Re: C++ string::find functions and size_t

Rik-4
In reply to this post by Andreas Weber-4
On 02/27/2015 03:37 PM, Andreas Weber wrote:
> Am 27.02.2015 um 18:47 schrieb rik:
>> 2/27/15
>>
>> Dan Sebald found a subtle bug in the use of the C++ string find functions
>> that was leading to segfaults.
>>
>> -- Code --
>> size_t pos = file.find_first_not_of ("|");
>> if (pos > 0)
>>   file = file.substr (pos);
>> else
>> -- End Code --
>
> I think the idea here was to check if the first char in file is "|" and
> omit the check (because we are building a pipe) for an existent
> directory in the else path.
>
>> The issue is that the size_t is an unsigned quantity and the find functions
>> do not return -1 on failure as do regular C functions.  Instead they return
>> std::string::npos (a very large number) when they fail to find the search term.
>>
>> This was easily corrected to
>>
>> -- Code --
>> size_t pos = file.find_first_not_of ("|");
>> if (pos != std::string::npos)
>>   file = file.substr (pos);
>> else
>> -- End Code --
>
> Please correct me if I'm wrong but shouldn't this then be
>
> -- Code --
> size_t pos = file.find_first_not_of ("|");
> if (pos != std::string::npos && pos > 0)
> -- End Code --


I didn't check the purpose of the code, but if that is the case, shouldn't it be simpler to just write

-- Code --
if (! file.empty () && file[0] == '|')
  file = file.substr (1);  // Strip leading pipe character
else
-- End Code --

This avoids playing around with the position entirely.

I made that change to both drawnow and in __osmesa_print__ and the latter now passes the built-in self tests.  See cset http://hg.savannah.gnu.org/hgweb/octave/rev/6b7aee95c54c

--Rik

Reply | Threaded
Open this post in threaded view
|

Re: C++ string::find functions and size_t

Rik-4
In reply to this post by Jordi Gutiérrez Hermoso-2
On 02/27/2015 10:52 AM, Jordi Gutiérrez Hermoso wrote:

> On Fri, 2015-02-27 at 09:47 -0800, rik wrote:
>> According to the C++ reference, the find functions actually return
>> an object of std::string::size_type. Normally, maybe even
>> definitionally, this is the same as std::size_t.
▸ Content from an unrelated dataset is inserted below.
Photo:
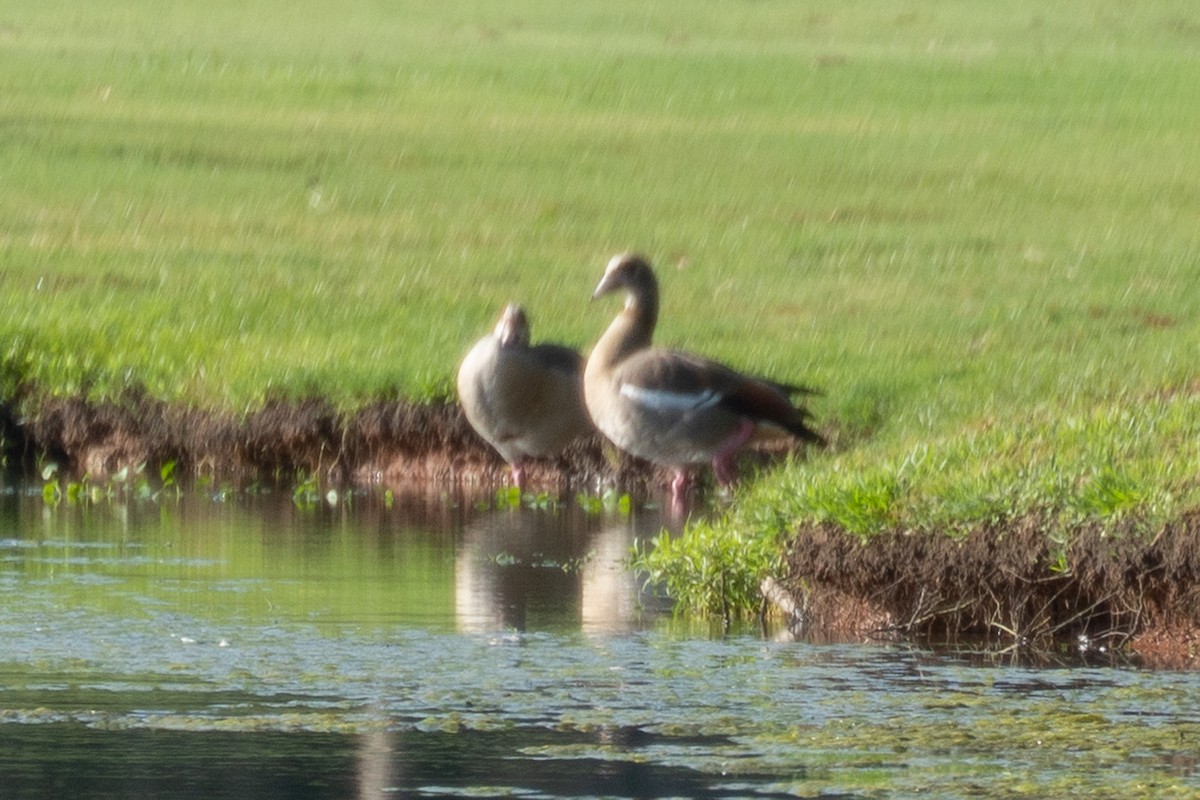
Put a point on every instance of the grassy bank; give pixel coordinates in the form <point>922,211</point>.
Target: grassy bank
<point>972,226</point>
Octave code,
>> however, assumes that the bare size_t is the same as std::size_t.
> ::size_t is inherited from C and it's the type of the sizeof()
> operator, while std::size_t is, according to gospel, "an
> implementation-defined unsigned integer type that is large enough to
> contain the size in bytes of any object."
>
> I don't see how these two things can be different, and they certainly
> are not in the gcc implementation.
>
> - Jordi G. H.

I made all of our uses consistent by just using the bareword size_t in this
cset (http://hg.savannah.gnu.org/hgweb/octave/rev/d575cd1e0da7).

--Rik


Reply | Threaded
Open this post in threaded view
|

Re: C++ string::find functions and size_t

Daniel Sebald
In reply to this post by John W. Eaton
On 02/27/2015 05:56 PM, John W. Eaton wrote:

> On 02/27/2015 06:37 PM, Andreas Weber wrote:
>> Am 27.02.2015 um 18:47 schrieb rik:
>>> 2/27/15
>>>
>>> Dan Sebald found a subtle bug in the use of the C++ string find
>>> functions
>>> that was leading to segfaults.
>>>
>>> -- Code --
>>> size_t pos = file.find_first_not_of ("|");
>>> if (pos > 0)
>>> file = file.substr (pos);
>>> else
>>> -- End Code --
>>
>> I think the idea here was to check if the first char in file is "|" and
>> omit the check (because we are building a pipe) for an existent
>> directory in the else path.
>>
>>> The issue is that the size_t is an unsigned quantity and the find
>>> functions
>>> do not return -1 on failure as do regular C functions. Instead they
>>> return
>>> std::string::npos (a very large number) when they fail to find the
>>> search term.
>>>
>>> This was easily corrected to
>>>
>>> -- Code --
>>> size_t pos = file.find_first_not_of ("|");
>>> if (pos != std::string::npos)
>>> file = file.substr (pos);
>>> else
>>> -- End Code --
>>
>> Please correct me if I'm wrong but shouldn't this then be
>>
>> -- Code --
>> size_t pos = file.find_first_not_of ("|");
>> if (pos != std::string::npos && pos > 0)
>> -- End Code --
>
> Yes, I think that's correct. I also thought maybe it would be clearer to
> write if (file.length () > 0 && file[0] == '|'), then just extract get
> file.substr (1) as the command. Shouldn't that work? It looks simpler to
> me.

After thinking about it, a change there would be good.  The logic
associated with finding "anything but" makes the conditional a little
unusual.  I'm not sure even that is foolproof though.  (If the user's
not going to enter this string, then it doesn't matter I suppose.)  What
about cases like " | foo.out", if that is a possible user entry somehow.
  Maybe there should be:

   size_t pos = file.find_first_not_of (" ");
   if (pos != std::string::npos)
     {
       if (file[pos] == '|' && file.length () > (pos + 1) &&
           file.find_first_not_of (" ", ) != std::string::npos)
         {
           file = file.substr (pos);
         }
       else if (file[pos] != '|')
         {
           pos = file.find_last_of (file_ops::dir_sep_chars ());
           [etc]
         }
       else
         error[empty pipe spec, obviating "broken pipe" error]
     }
   else
     error[empty output, obviating "broken pipe" error]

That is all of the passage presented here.